Monday, November 9, 2009: 8:45 AM

Louisa A. Stark, PhD , Genetic Science Learning Center, University of Utah, Salt Lake City, UT
Stacy Eddings, PhD , Bach Harrison, LLC, Salt Lake City, UT
Rebecca Giles, MPH, CHES , Chronic Disease Genomics Program, Utah Department of Health, Salt Lake City, UT
Jenny Johnson, CHES , Chronic Disease Genomics Program, Utah Department of Health, Salt Lake City, UT
Curriculum materials for K-12 students that include take-home activities provide a novel approach to increasing genetic literacy among both students and their families, particularly in underserved communities. Using a community-based participatory approach, the University of Utah Genetic Science Learning Center and Utah Department of Health Chronic Disease Genomics Program worked with teachers and a Hispanic/Latino Community Advisory Committee to develop culturally- and linguistically-appropriate genetics materials for Utah's diverse Hispanic/Latino communities. The upper elementary materials focus on inherited traits while the secondary-level materials focus on family health history (FHH). The project is one of four projects comprising the Community Genetics Education Network, funded by a collaborative agreement between the March of Dimes and Health Resources and Services Administration. The elementary materials were tested with six teachers and 159 predominantly Hispanic/Latino fifth grade students. Students' knowledge about inherited traits increased significantly from pretest to posttest.
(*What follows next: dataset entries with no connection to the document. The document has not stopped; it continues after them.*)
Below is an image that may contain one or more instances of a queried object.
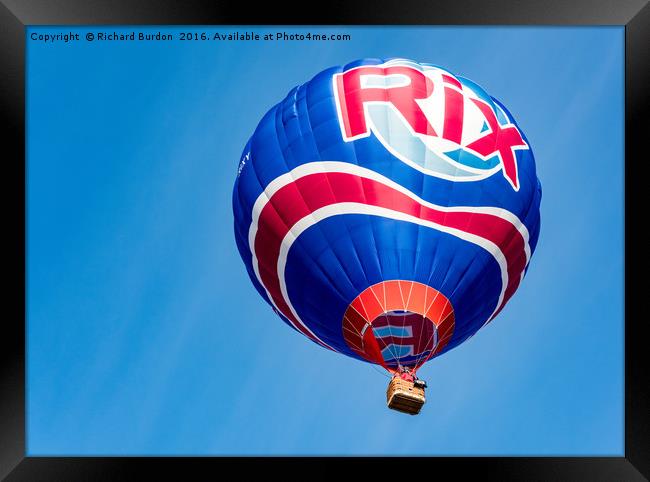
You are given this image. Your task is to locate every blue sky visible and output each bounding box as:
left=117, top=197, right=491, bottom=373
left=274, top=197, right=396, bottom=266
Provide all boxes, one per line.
left=27, top=27, right=624, bottom=455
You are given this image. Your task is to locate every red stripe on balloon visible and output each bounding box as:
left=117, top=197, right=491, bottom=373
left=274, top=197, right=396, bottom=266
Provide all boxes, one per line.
left=255, top=172, right=526, bottom=339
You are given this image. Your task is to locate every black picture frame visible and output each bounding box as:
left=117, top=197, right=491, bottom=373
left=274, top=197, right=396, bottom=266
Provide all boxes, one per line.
left=0, top=0, right=650, bottom=481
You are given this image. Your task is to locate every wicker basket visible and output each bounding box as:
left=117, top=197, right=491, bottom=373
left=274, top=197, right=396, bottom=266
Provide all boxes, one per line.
left=386, top=377, right=426, bottom=415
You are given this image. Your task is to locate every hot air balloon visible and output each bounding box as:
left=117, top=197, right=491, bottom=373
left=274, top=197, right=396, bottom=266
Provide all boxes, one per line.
left=233, top=59, right=541, bottom=414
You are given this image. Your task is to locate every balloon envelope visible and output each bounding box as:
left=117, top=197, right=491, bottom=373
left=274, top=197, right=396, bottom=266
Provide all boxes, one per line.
left=233, top=59, right=541, bottom=370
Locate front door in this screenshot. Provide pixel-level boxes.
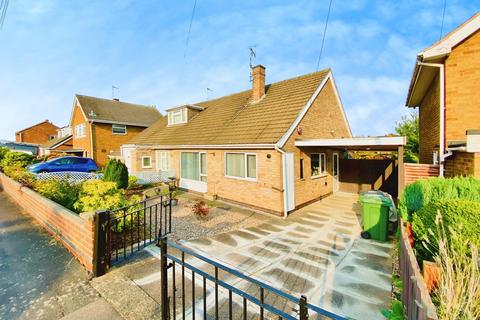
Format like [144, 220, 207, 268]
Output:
[332, 153, 340, 192]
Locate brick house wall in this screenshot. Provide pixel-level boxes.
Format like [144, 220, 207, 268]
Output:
[284, 80, 351, 207]
[418, 76, 440, 164]
[92, 123, 145, 167]
[15, 120, 58, 145]
[445, 31, 480, 141]
[70, 104, 92, 157]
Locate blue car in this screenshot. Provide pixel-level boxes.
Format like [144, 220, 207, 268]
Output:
[27, 157, 98, 173]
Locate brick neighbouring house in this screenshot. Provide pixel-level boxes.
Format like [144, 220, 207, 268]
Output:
[15, 120, 58, 145]
[122, 66, 358, 215]
[406, 13, 480, 177]
[68, 94, 162, 166]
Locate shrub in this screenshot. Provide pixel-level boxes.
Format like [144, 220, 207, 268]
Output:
[412, 200, 480, 261]
[73, 180, 127, 212]
[128, 176, 139, 189]
[192, 200, 210, 219]
[35, 179, 80, 211]
[4, 167, 35, 188]
[433, 215, 480, 320]
[398, 177, 480, 220]
[0, 151, 35, 170]
[103, 159, 128, 189]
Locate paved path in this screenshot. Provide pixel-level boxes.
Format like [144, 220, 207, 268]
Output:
[93, 194, 392, 320]
[0, 191, 119, 319]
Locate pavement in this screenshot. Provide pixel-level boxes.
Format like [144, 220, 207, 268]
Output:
[92, 193, 392, 320]
[0, 191, 121, 320]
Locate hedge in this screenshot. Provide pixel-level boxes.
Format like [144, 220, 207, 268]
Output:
[412, 199, 480, 261]
[398, 177, 480, 220]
Most students (77.5%) reported sharing the family materials at home. Having the materials in Spanish and English led to parents and children, as well as parents and teachers, having conversations about genetics that had not previously occurred. The secondary-level materials were tested with six teachers and 498 predominantly Hispanic/Latino students. Students' knowledge related to FHH increased significantly from pretest to posttest. Half of the classes viewed an introductory movie featuring Hispanic/Latino students. Significantly more of these students (62.7%) completed a FHH. The project outcomes support the value of including take-home materials with school-based curriculum units to provide family education, impact lifestyle choices and improve health.

Learning Objectives:
1. Describe methods for evaluating the effectiveness of elementary- and secondary-level genetics education materials. 2. Identify the outcomes with respect to student knowledge and family engagement of implementing two bi-lingual genetics curriculum units. 3. Describe the public health benefits of including family take-home materials with elementary- and secondary-level curriculum units.

Keywords: Evaluation, Genetics

Presenting author's disclosure statement:

Qualified on the content I am responsible for because: Director of the Genetics Science Learning Center at the University of Utah, Clinical Professor in the Department of Teaching and Learning at the University of Utah, Ph.D. in evolutionary genetics.
Any relevant financial relationships? No

I agree to comply with the American Public Health Association Conflict of Interest and Commercial Support Guidelines, and to disclose to the participants any off-label or experimental uses of a commercial product or service discussed in my presentation.